A minoria negacionista é pouca, mas não é qualquer uma. Institucionalmente ela é capaz de impedir a ação eficaz de combate a doença, como reportagem da Reuters comprovou a respeito de Bolsonaro ter desmontado a ação do Ministério da Saúde . Como Bolsonaro, existem muitos menores, mas grandes regionalmente, localmente, micro-espacialmente. Entram com ações na justiça, desfazem planos, atrasam. Têm impacto. Demora pra refazer o que desfazem.
A minoria negacionista fala e é mais ouvida. Levantamento da Cambridge e FGV indicam que, após falas de Bolsonaro, o isolamento social diminuiu significativamente em várias cidades que, apesar de terem votado nele, eram a favor da quarentena. Enquanto uma pessoa em Santos inteira lutava pelo direito (e arrancava manchetes) por não querer usar mascara, outra anônima questionava: “vou sobreviver?".

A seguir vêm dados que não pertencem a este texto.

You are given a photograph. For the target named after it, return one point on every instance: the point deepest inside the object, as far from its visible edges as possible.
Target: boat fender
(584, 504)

A maioria está passiva. Sem garantias e expostos, é difícil ter tempo e disposição pra disputar opinião e política. As vítimas do assédio moral também durante a pandemia costumam ser as habituais: as mulheres, os negros, os empregados “inferiores”, os subordinados. A questão não é que as pessoa “não se cuidam”. É que estão expostas a quem é contra o cuidado. E não podem se defender. Não basta falar que “protocolos estão sendo seguidos”. É preciso fazer com que a maioria possa ser ativa, possa denunciar, possa se defender.
Ainda somos maioria, mas precisamos defender a maioria. Diminuímos de quase 80% pra 60%, de acordo com a Datafolha. O que nos divide não é o voto em Bolsonaro. É outra coisa: é o respeito uns aos outros, a morte do outro e a garantia das nossas vidas.

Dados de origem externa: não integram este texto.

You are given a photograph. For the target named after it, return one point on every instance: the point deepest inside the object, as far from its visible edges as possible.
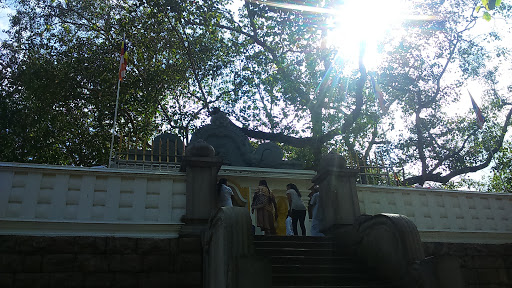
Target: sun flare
(354, 24)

O que nos divide é o que divide o pai lutando pelo respeito ao seu luto e o outro que quer chutar a sua cruz.
Precisamos afirmar em alto e bom som a este pai: estamos com você. Antes que seja tarde. Não podemos trair essa coragem.

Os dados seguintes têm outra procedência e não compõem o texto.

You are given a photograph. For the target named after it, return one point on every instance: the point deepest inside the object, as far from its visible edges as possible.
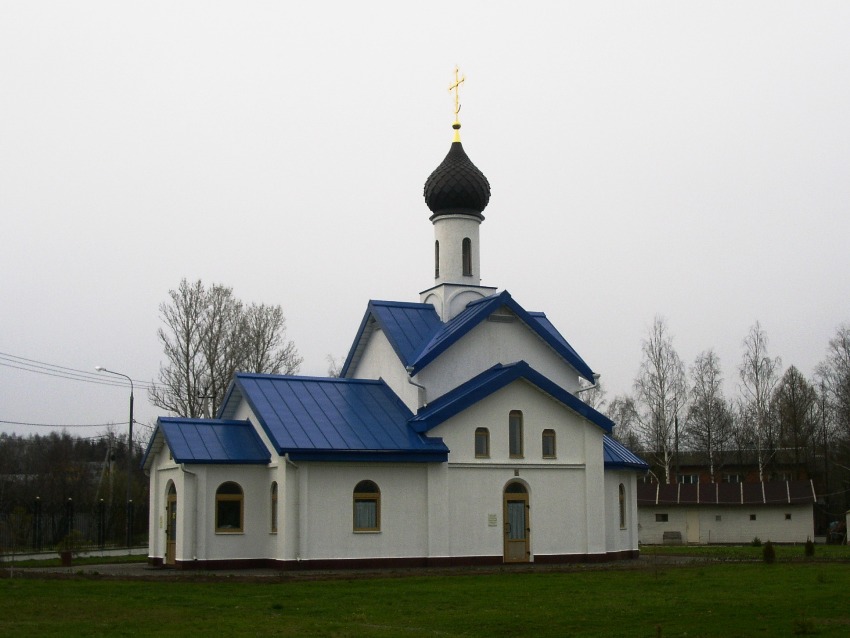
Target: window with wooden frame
(274, 507)
(367, 507)
(549, 444)
(515, 434)
(622, 506)
(229, 508)
(482, 443)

Nota: As imagens que ilustram o artigo são em ordem de descenso, da revolução espartaquista da Alemanha em 1919. Um amplo movimento se viu isolado e traído em todas as frentes, para no final ser emboscado pelos que seriam os futuros nazis. A última foto é de Rosa Luxemburgo, que foi assassinada durante essa rebelião. Não podemos trair a coragem nunca.